Why Visualizing Open Data Isn't Enough

Kate Rabinowitz // April 3, 2017 // originally published by D.C. Policy Center

With a new proposed Data Policy, release of high profile datasets on topics like 311 and taxicabs, and Open Government Advisory Group, the D.C. Government looks interested in moving up the ranks of open data cities. This is good news for policymakers, businesses, and citizens. But with open data comes the duty to use it responsibly.

This doesn’t always happen. A recent example is an analysis of pedestrian safety that declared that the most dangerous neighborhoods for pedestrians are largely located in and around Capitol Hill, accounting for 21 percent of pedestrian traffic complains within the top 10 neighborhoods (see below).

Capitol Hill and surrounding neighborhoods in top 10 for reported neighborhood issues, according to Vision Zero data

Source: District Ninja

The findings were based on data from the city’s Vision Zero initiative to reach zero fatalities during transit by 2020. In July 2015, D.C. released an app and website as part of the initiative allowing citizens to report pedestrian, bike, or driving safety issues. The District took a great “open by default” approach, quickly making the data publicly available on opendata.dc.gov, and actively engaging the data community.

All data is not created equal, though, and how data is created must be factored into any analysis. The pedestrian safety post highlights neighborhoods with the highest number of pedestrian-related complaints. While there is no perfect data on pedestrian safety, other data sources suggest that neighborhoods with the most complaints are almost certainly not the neighborhoods that are most dangerous for pedestrians. For instance, we know that the neighborhoods with the most pedestrian safety complaints (as shown in the map on the left below) actually tend to have higher Walk Scores than the city average. Capitol Hill is certainly more pedestrian-friendly than neighborhoods like Ivy City, which lacks sidewalks on several blocks. Finally, the map on the right shows crashes that involve pedestrians (also an imperfect measure, as it’s difficult to know the “per pedestrian” rate and is therefore sensitive to population density are very low) around Capitol Hill.

Neighborhoods where people self-report a high number of pedestrian safety issues are not always those with a high number of pedestrian-involved crashes


The difference in these two maps suggests that it is highly unlikely that the neighborhoods with the most pedestrian-related complaints are actually the most dangerous to pedestrians.
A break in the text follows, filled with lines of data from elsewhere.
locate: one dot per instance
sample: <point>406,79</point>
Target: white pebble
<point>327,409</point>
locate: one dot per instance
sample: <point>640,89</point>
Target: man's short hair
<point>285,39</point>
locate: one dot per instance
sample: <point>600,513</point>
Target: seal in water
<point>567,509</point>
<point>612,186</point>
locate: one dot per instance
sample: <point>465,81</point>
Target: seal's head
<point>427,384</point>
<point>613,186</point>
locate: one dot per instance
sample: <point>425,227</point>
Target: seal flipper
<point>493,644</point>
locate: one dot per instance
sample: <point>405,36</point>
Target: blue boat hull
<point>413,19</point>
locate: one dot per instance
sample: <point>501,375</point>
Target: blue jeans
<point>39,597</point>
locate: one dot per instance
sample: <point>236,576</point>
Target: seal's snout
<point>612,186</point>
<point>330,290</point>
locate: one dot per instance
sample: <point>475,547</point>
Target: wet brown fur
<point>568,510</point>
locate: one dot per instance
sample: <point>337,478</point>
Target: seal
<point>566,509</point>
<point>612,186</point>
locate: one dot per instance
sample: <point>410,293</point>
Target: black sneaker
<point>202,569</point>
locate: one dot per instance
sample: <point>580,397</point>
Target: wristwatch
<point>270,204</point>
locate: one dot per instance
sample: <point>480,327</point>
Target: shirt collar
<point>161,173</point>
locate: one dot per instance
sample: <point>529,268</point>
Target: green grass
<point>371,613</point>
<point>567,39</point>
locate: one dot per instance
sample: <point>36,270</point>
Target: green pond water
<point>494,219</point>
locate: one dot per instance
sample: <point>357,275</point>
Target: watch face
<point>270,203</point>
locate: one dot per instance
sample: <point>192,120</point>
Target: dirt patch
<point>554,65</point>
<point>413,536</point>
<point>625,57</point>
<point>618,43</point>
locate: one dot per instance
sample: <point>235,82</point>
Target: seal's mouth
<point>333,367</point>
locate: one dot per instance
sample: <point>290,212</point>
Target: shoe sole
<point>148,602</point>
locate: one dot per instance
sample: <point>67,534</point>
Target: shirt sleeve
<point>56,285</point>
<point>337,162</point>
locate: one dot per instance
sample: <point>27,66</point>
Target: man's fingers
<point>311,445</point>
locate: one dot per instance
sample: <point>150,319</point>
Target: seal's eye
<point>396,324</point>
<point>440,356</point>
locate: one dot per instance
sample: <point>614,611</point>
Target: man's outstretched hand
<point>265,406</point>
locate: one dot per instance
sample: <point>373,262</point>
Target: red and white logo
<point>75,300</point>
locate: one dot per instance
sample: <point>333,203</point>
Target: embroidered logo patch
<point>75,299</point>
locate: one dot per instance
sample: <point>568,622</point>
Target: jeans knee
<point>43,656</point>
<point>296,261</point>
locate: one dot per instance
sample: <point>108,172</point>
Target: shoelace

What causes this discrepancy? A couple factors could be at play:

These drawbacks do not mean that self-reported data (like the Vision Zero data) is without value, but instead tells us that using the data without understanding its context can lead to false conclusions. The pedestrian safety analysis may be an extreme case, but many datasets hold similar issues to a varying degree: Crime data only has crimes that are reported, 311 complaints only capture issues raised by the people willing to complain, restaurant inspection failures happen only when restaurants are inspected, and so forth.

And this is by no means a D.C.-specific issue. Many other cities, such as New York, have a similar system for logging Vision Zero issues. San Francisco developed CycleTrack, an app now used in many cities, to allow citizens to add their biking data for use in transportation modeling. Boston’s StreetBump app to detect potholes was similarly dependent on smartphones.

In the case of the pedestrian safety data, then, what could the creators have done differently? At a minimum, the data should have been put into context with its limitations explained. A better analysis would have included additional data sources, like crash data, to provide a more balanced picture. A great analysis would have attempted to factor for pedestrian populations and considered the danger to pedestrians in neighborhoods where most residents have foregone walking. For its part, the District is using a number of different data sources to find and fix dangerous transit areas.

The increasing openness of city data is a great opportunity for citizens, researchers, journalists, and businesses, but the use of this data must come in tandem with an understanding of the inherent limitations of data. In a time of misinformation and “fake news,” the responsibility of creating responsible data analysis is one we all share. These discussions should be at the forefront of the data community. Individual users must consider the origin and context of data. Governments must do a better job of documenting and explaining their data. Only with all these parties working together can we realize the full opportunity of open data to better understand and improve our communities.

Technical notes: Vision Zero issue data and crash data were used. Both are available on DC's Open Data website. You can find complete code for this post on my github page.